Il faut voir à quel point les grands médias se raccrochent à des nouvelles qui relancent l’optimisme. Ainsi, certains se réjouissent d’une croissance économique de 0.1% au Canada en juin 2009. La France et l’Allemagne sont vues comme des prodiges parce que leur PIB a augmenté de 0.3%, alors qu’on avait prévu que ces deux pays s’enfonceraient dans la récession. Les commentateurs financiers suivent attentivement les hoquets de la Bourse, signalant avec enthousiasme la moindre hausse. Bref, on semble avoir fabriqué une humeur nettement meilleure en ce début d’année et plusieurs se demandent si le mauvais rêve n’est tout simplement pas terminé.

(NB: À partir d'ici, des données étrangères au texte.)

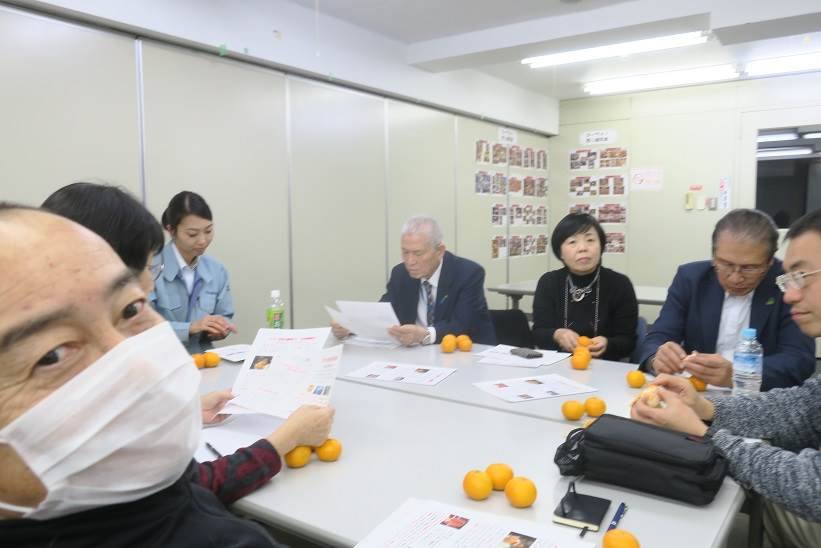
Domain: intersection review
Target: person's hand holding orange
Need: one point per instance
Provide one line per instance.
(668, 359)
(567, 339)
(308, 425)
(684, 389)
(711, 368)
(597, 346)
(676, 415)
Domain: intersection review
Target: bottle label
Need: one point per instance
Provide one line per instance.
(748, 362)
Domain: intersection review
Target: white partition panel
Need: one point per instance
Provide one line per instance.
(338, 198)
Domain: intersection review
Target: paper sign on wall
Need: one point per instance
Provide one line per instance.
(646, 178)
(508, 136)
(724, 193)
(598, 137)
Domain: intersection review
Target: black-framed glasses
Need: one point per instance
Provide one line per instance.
(793, 280)
(155, 270)
(728, 268)
(568, 500)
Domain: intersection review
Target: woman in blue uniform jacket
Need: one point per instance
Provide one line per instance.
(192, 292)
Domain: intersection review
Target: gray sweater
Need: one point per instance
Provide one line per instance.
(787, 472)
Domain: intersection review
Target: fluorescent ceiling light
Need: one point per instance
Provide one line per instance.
(781, 65)
(784, 136)
(699, 75)
(617, 50)
(788, 151)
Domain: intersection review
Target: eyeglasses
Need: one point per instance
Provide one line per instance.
(793, 280)
(745, 270)
(155, 270)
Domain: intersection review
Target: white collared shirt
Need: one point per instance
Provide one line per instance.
(186, 271)
(422, 307)
(735, 316)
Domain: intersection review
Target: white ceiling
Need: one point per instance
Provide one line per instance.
(418, 20)
(493, 36)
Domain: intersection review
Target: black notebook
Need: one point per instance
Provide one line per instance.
(581, 511)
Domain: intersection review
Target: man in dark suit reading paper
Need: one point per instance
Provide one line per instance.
(434, 292)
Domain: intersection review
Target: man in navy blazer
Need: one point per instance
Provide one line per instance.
(434, 292)
(710, 302)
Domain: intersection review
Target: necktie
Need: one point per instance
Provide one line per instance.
(429, 297)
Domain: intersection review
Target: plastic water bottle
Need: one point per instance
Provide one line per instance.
(748, 360)
(275, 313)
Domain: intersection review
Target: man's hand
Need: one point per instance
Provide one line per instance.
(676, 415)
(339, 331)
(408, 334)
(567, 339)
(684, 389)
(598, 346)
(212, 404)
(668, 359)
(215, 328)
(308, 425)
(711, 368)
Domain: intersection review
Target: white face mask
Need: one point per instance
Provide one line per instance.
(124, 428)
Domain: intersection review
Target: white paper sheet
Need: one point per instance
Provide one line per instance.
(402, 373)
(242, 431)
(233, 353)
(285, 368)
(500, 355)
(369, 320)
(425, 523)
(533, 388)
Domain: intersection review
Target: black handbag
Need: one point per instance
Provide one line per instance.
(644, 457)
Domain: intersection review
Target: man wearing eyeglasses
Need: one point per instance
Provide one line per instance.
(709, 303)
(787, 471)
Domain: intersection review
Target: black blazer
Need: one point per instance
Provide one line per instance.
(461, 307)
(692, 312)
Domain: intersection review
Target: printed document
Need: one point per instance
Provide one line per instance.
(425, 523)
(284, 369)
(533, 388)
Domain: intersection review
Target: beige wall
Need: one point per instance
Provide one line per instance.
(68, 107)
(697, 135)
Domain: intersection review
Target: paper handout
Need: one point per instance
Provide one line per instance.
(533, 388)
(285, 368)
(402, 372)
(419, 523)
(369, 321)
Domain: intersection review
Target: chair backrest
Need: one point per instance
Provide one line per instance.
(512, 328)
(641, 333)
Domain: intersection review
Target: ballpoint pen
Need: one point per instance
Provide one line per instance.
(620, 511)
(213, 449)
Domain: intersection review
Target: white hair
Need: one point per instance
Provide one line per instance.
(426, 226)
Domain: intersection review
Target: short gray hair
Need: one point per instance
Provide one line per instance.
(426, 226)
(749, 225)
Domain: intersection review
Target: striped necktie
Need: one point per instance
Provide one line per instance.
(429, 297)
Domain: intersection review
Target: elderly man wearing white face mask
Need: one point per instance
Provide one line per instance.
(97, 430)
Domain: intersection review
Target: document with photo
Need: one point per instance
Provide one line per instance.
(533, 388)
(284, 369)
(423, 523)
(402, 372)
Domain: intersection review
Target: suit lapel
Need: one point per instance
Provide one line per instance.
(711, 313)
(445, 282)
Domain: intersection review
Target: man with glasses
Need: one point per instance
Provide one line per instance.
(787, 471)
(709, 303)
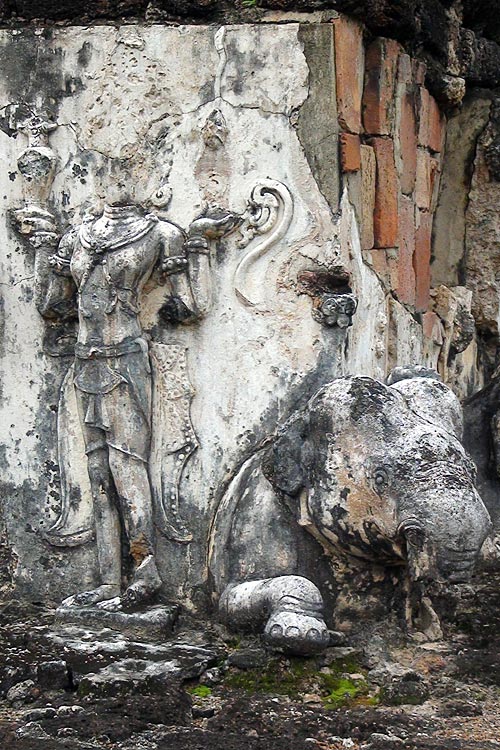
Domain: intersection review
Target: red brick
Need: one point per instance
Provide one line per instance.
(424, 187)
(431, 123)
(432, 327)
(349, 66)
(406, 275)
(419, 70)
(422, 261)
(423, 118)
(385, 216)
(377, 259)
(405, 72)
(380, 82)
(368, 182)
(350, 152)
(407, 131)
(435, 172)
(435, 127)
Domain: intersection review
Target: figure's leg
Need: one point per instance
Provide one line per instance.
(107, 526)
(133, 487)
(290, 607)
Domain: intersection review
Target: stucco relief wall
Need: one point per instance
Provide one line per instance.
(191, 119)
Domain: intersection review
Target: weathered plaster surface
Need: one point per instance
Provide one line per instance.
(191, 117)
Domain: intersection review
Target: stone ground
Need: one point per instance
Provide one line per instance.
(63, 687)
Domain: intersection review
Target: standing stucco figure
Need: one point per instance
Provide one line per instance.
(105, 264)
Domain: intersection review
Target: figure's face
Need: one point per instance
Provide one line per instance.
(120, 193)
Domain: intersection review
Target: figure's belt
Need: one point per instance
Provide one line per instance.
(97, 351)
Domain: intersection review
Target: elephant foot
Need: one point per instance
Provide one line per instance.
(288, 608)
(296, 633)
(146, 584)
(89, 598)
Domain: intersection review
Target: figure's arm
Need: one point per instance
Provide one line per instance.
(54, 287)
(181, 305)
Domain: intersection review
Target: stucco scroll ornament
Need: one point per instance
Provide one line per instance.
(268, 215)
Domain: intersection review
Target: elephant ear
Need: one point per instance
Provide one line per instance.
(429, 397)
(285, 463)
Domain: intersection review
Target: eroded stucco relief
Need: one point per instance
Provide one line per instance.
(186, 274)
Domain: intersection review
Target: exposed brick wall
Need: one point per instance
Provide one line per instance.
(395, 122)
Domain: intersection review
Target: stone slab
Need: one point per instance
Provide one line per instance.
(156, 621)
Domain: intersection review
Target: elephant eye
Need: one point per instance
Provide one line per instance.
(380, 479)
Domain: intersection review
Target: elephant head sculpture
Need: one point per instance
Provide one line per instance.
(374, 471)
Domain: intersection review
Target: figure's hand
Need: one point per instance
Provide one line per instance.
(33, 219)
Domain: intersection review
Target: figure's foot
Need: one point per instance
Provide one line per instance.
(89, 598)
(296, 632)
(146, 584)
(111, 605)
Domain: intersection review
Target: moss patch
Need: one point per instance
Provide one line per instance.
(295, 677)
(200, 691)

Rarement dans les discours des chefs d’États avons-nous entendu, depuis le début de la crise, des critiques aussi sévères du système économique. Des principes jusque-là inébranlables ont été remis en question : la déréglementation, les salaires élevés et les bonus des banquiers, le secret bancaire, voire même le libre-échange. Aucun mot n’était trop fort : il fallait éradiquer les paradis fiscaux, nationaliser les banques, interdire les fonds spéculatifs à risque.

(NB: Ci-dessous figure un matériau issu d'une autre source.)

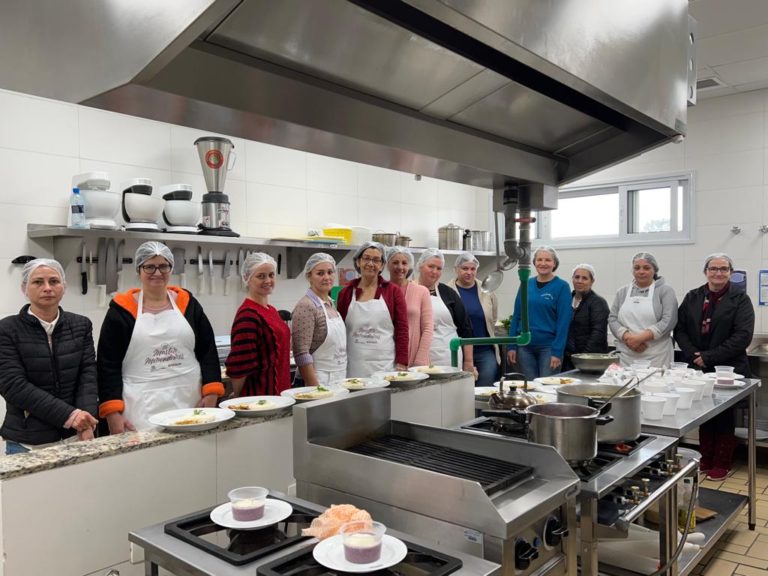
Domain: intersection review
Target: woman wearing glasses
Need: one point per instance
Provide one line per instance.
(714, 328)
(376, 317)
(156, 348)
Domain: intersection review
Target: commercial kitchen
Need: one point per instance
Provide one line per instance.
(397, 117)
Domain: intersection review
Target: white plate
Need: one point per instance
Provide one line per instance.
(400, 376)
(291, 393)
(557, 380)
(274, 512)
(436, 371)
(166, 419)
(353, 384)
(274, 404)
(330, 553)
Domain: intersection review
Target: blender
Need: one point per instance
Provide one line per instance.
(216, 158)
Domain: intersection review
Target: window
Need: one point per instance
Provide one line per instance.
(650, 211)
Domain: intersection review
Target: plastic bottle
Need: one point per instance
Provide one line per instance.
(77, 210)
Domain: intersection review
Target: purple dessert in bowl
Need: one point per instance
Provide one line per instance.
(362, 541)
(248, 503)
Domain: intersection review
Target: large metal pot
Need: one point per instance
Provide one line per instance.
(570, 428)
(449, 237)
(625, 409)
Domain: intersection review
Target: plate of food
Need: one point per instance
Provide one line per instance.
(556, 380)
(308, 393)
(400, 376)
(252, 406)
(191, 419)
(436, 371)
(363, 383)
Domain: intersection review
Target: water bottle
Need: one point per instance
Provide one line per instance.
(77, 206)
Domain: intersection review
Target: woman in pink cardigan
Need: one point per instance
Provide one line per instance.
(400, 266)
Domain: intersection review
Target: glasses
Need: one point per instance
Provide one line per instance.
(152, 268)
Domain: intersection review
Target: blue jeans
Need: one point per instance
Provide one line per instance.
(487, 369)
(12, 447)
(533, 361)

Tout récemment, la bonne vieille taxe Tobin sur les transactions financières a même trouvé des défenseurs imprévus. Le ministre des finances de l’Allemagne, Peer Steinbrück, et son collègue ministres des affaires étrangères, Frank Steinmeier, se sont prononcés en faveur cette taxe. Aider Turner, chef de l’autorité britannique des marchés financiers, a prétendu quant à lui que cette taxe serait efficace pour dompter les excès de la finance mondiale. Dans le tollé qu’il a soulevé, il a tout de même reçu un appui net dans le très conservateur Financial Time, de la part de l’ex-banquier Avisnash Persaud.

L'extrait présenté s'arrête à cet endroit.